Consilience and whale evolution

Way, waaay back in December of 2005 (ye gods has been ten years already?!) I wrote a Feedback response on the Talk Origins Archive to a question about the vestigial pelvic bones found in modern whales. In this case the questioner did not believe them to be truly vestigial, no doubt due to holding erroneous beliefs regarding the subject. In my response I of course took the time to correct their faulty views, however I also used the opportunity to talk about the concept of consilience wherein multiple independent lines of evidence converge on a single explanation, giving us greatly increased confidence that those explanations (hypothesis/theories) are likely to be accurate reflections of reality, i.e. “true”. 

I have now and again thought of going back and using that post as a spring-board for a more detailed examination of this subject and who knows, I may still do so someday. In the meantime however, here is a great video from Stated Clearly that I ran across on Facebook recently that uses the same topic—whales—to essentially do the same thing I did all those years ago; make a point about the consilience of evidence pointing to a pretty definite conclusion with regards to not just the ancestry of cetaceans but the evolution of life in general. Better they include more details than I did and it has animations.

Check it out:

I miss answering the feedback question on Talk Origins…

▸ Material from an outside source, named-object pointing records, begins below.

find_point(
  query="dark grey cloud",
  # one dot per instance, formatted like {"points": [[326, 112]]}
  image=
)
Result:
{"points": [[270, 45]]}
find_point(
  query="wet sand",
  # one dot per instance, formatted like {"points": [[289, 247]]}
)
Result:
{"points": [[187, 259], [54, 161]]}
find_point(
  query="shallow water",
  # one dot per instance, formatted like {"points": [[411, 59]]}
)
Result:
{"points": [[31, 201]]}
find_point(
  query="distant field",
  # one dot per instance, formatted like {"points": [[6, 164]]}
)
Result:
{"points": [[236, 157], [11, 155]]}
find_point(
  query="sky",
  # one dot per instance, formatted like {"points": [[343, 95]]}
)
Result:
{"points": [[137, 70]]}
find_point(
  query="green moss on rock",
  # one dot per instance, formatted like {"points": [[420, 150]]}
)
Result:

4 thoughts on “Consilience and whale evolution

  1. hi. i have an interesting argument: lets say that scientists will create a robot with a living traits like self replication and may contain even DNA. i guess we may all agree that this kind of speciel robot will be evidence for design and not a natural process like evolution. if so: why not human itself that have the same traits?

    Like

      • yep. i actually found both blogs (from this site) and write the same argument. i think its a very intneresting argument. now, about this article: what about the possibility that those whale structures are a vestigial fins?